JaccDiv: A Metric and Benchmark for Quantifying Diversity of Generated Marketing Text in the Music Industry
Anum Afzal, Alexandre Mercier, Florian Matthes
TL;DR
JaccDiv introduces a reference-free diversity metric for generated marketing text and benchmarks LLM-based data-to-text in the music industry using an industrial Formation dataset. The study evaluates multiple LLMs (including GPT-3.5, GPT-4, and LLaMa2) with fine-tuning, few-shot, and zero-shot strategies, analyzing how prompt engineering and control signals affect diversity and quality. The core contributions include a diversity evaluation pipeline combining GPT-based quality metrics and the JaccDiv score, a comprehensive analysis of prompting and data-ordering techniques, and a human-vs-machine comparison to validate the metric.

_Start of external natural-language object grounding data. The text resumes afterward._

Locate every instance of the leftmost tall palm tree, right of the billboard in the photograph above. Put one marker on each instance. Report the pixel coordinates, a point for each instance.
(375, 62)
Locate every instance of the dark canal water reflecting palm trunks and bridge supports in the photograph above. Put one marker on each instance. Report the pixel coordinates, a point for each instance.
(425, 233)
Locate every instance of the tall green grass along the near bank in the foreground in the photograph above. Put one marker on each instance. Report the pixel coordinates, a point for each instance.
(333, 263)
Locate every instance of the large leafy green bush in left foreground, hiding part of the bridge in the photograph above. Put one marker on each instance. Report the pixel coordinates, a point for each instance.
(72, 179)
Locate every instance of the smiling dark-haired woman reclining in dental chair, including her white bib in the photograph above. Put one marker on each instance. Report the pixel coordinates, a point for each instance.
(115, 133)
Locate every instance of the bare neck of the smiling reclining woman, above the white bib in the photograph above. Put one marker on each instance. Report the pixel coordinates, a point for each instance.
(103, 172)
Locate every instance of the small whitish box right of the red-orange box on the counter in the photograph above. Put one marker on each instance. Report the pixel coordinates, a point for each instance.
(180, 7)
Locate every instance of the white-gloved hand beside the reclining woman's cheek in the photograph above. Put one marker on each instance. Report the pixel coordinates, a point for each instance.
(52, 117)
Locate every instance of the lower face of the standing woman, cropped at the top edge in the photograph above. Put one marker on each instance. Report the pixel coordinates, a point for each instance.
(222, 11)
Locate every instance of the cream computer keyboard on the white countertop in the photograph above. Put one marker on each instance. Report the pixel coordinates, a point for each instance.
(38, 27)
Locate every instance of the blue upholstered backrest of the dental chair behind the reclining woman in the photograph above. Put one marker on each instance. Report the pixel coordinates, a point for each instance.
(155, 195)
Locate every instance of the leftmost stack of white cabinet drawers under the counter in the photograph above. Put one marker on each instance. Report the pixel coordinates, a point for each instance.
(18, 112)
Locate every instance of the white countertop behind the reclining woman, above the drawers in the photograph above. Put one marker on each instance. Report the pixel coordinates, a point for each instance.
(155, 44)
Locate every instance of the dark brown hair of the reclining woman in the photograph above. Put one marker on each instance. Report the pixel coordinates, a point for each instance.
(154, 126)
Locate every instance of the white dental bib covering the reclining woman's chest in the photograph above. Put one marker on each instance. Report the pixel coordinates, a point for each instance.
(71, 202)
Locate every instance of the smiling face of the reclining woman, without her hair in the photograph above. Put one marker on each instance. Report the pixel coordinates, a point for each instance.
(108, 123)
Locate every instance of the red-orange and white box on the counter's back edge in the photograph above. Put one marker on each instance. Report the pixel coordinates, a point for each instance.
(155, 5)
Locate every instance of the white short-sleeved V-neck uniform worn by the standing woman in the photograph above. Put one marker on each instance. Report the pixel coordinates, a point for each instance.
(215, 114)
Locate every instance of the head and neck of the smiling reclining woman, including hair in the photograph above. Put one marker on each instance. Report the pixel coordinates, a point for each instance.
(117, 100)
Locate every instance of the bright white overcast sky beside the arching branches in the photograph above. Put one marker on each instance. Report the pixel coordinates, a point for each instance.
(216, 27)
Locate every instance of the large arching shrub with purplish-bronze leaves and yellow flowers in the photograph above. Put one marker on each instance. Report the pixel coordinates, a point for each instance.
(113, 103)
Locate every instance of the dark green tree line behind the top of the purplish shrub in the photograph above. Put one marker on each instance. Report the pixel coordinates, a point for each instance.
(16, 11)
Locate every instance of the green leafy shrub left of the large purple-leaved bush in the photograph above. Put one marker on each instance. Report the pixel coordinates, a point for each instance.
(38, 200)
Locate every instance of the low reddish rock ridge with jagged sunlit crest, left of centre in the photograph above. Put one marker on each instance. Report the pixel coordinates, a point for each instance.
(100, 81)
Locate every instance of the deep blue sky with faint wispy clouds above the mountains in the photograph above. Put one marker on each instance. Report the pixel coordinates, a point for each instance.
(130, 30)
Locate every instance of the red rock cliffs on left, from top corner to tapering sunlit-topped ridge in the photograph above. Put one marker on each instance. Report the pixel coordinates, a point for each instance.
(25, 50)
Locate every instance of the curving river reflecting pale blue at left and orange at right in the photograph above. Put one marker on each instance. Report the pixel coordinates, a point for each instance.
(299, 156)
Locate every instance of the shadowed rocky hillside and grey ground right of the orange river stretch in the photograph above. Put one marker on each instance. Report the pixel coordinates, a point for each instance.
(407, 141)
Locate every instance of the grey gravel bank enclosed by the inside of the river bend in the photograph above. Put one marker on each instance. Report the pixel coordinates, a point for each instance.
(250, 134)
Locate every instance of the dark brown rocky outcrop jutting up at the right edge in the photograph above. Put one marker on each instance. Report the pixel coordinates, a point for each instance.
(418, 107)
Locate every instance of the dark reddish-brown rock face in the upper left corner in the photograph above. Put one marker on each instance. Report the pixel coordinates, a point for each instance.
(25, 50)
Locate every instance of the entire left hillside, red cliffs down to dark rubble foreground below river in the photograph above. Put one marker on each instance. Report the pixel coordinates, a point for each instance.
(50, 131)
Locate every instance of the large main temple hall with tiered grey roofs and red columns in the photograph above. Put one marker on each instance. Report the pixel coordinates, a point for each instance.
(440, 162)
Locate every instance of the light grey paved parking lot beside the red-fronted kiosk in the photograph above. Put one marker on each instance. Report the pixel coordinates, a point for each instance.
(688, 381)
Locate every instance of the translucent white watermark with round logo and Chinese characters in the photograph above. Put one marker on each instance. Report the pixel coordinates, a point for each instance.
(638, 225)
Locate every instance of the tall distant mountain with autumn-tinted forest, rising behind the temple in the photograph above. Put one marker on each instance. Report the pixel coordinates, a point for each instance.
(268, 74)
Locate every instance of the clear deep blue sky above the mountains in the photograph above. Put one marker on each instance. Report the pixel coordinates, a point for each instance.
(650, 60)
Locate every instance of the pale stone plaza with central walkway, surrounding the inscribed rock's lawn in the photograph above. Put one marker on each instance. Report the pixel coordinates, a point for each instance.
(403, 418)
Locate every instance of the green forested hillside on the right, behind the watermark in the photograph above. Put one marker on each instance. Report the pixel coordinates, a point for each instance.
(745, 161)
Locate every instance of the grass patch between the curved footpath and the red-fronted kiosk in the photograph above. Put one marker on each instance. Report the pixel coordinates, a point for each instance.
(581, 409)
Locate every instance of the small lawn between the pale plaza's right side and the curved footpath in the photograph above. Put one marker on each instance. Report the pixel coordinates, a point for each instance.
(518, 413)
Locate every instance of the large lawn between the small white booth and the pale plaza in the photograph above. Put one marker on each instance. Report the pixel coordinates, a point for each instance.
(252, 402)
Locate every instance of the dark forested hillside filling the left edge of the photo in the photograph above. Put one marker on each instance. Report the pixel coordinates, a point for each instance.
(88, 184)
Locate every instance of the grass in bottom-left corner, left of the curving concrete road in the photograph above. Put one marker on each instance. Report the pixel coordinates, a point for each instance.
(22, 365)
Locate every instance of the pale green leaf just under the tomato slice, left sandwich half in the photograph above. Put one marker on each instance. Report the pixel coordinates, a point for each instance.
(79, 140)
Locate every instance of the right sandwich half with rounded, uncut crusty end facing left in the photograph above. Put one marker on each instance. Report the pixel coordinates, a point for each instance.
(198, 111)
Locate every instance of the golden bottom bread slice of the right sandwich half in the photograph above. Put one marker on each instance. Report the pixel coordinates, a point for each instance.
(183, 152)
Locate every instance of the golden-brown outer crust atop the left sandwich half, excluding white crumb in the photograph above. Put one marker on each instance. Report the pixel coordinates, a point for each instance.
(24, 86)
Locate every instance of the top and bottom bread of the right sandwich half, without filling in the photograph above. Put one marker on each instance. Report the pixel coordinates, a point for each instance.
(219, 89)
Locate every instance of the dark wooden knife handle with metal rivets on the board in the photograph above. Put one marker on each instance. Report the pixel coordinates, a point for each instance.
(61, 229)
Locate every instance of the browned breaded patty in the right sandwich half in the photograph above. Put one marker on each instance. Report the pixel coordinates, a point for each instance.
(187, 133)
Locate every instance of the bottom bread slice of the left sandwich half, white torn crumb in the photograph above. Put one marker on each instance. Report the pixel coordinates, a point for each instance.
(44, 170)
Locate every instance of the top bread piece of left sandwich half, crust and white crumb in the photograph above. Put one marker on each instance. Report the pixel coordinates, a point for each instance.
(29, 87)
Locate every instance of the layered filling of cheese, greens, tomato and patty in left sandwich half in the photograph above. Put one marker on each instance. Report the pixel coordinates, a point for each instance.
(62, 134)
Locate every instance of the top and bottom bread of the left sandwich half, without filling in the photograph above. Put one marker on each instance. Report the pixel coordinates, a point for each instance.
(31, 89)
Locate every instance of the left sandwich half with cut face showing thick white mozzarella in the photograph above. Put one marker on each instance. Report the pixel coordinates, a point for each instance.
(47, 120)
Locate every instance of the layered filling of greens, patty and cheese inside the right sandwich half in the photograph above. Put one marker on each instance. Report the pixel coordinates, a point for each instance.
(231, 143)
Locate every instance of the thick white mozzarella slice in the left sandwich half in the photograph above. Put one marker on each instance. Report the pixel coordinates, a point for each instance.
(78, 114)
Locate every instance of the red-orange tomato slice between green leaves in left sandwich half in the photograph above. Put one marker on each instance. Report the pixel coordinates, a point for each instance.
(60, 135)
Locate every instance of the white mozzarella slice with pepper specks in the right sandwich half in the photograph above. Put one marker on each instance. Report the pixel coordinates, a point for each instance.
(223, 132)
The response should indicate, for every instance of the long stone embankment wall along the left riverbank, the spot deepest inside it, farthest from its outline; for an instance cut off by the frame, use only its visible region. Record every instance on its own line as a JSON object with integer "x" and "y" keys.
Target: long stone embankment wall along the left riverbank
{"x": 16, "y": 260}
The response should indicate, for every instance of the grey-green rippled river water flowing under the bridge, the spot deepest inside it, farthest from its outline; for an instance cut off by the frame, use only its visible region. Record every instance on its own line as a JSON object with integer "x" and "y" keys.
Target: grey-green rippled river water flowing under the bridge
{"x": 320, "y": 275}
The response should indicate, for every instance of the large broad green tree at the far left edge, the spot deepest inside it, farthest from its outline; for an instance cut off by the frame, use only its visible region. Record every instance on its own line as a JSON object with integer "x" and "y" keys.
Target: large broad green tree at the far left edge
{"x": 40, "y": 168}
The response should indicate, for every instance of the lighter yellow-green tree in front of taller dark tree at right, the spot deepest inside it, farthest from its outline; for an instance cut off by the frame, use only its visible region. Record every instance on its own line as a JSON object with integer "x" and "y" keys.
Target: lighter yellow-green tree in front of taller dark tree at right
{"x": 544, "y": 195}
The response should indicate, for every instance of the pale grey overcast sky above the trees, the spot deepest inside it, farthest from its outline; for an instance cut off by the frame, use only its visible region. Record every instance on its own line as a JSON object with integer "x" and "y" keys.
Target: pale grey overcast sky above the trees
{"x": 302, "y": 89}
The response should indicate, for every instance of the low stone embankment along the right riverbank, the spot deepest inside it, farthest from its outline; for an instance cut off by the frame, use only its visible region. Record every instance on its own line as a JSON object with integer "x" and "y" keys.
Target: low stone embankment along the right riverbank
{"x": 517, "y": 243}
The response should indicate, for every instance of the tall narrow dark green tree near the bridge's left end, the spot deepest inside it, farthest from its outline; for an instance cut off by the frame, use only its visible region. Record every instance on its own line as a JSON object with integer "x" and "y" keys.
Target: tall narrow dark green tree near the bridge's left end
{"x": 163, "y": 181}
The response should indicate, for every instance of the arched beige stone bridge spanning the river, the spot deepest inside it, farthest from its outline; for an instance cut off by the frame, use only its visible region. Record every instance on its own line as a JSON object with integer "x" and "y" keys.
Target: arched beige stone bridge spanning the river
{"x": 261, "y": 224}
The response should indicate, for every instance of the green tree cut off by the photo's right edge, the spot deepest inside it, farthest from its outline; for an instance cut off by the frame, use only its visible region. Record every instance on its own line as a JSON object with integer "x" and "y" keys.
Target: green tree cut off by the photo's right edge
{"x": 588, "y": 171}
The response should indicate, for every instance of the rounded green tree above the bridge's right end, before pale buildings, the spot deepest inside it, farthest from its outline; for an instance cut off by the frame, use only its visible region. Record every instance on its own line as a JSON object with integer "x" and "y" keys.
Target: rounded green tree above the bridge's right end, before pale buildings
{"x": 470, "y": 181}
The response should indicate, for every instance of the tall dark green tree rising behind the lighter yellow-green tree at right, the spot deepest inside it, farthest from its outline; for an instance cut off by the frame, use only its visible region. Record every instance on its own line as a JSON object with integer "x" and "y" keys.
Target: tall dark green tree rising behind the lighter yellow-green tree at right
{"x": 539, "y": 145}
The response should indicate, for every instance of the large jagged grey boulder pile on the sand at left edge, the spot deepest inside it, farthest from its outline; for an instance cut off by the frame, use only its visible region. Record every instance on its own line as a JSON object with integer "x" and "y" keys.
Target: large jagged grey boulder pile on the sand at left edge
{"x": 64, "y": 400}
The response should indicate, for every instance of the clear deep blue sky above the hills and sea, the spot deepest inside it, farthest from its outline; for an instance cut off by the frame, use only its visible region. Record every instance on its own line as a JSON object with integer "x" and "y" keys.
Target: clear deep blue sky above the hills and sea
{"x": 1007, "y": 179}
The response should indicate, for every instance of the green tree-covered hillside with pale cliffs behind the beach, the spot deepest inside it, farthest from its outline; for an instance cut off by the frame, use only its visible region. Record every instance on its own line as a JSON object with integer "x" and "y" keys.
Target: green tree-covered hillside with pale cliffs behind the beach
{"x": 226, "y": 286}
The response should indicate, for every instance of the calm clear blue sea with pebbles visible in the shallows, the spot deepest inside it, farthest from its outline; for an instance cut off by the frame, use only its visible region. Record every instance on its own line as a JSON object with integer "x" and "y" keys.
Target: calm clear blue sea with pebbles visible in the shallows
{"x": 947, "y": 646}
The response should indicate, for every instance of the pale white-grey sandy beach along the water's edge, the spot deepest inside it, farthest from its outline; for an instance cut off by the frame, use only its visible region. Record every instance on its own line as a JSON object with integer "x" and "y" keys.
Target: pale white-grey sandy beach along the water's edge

Findings reveal that diversity-enhancing strategies such as adaptive logit bias and input shuffling improve corpus diversity but entail trade-offs in informativeness and engagement, while JaccDiv proves to be a scalable, correlating measure for cross-model diversity in production-ready data-to-text systems.
Abstract
Online platforms are increasingly interested in using Data-to-Text technologies to generate content and help their users. Unfortunately, traditional generative methods often fall into repetitive patterns, resulting in monotonous galleries of texts after only a few iterations. In this paper, we investigate LLM-based data-to-text approaches to automatically generate marketing texts that are of sufficient quality and diverse enough for broad adoption. We leverage Language Models such as T5, GPT-3.5, GPT-4, and LLaMa2 in conjunction with fine-tuning, few-shot, and zero-shot approaches to set a baseline for diverse marketing texts. We also introduce a metric JaccDiv to evaluate the diversity of a set of texts. This research extends its relevance beyond the music industry, proving beneficial in various fields where repetitive automated content generation is prevalent.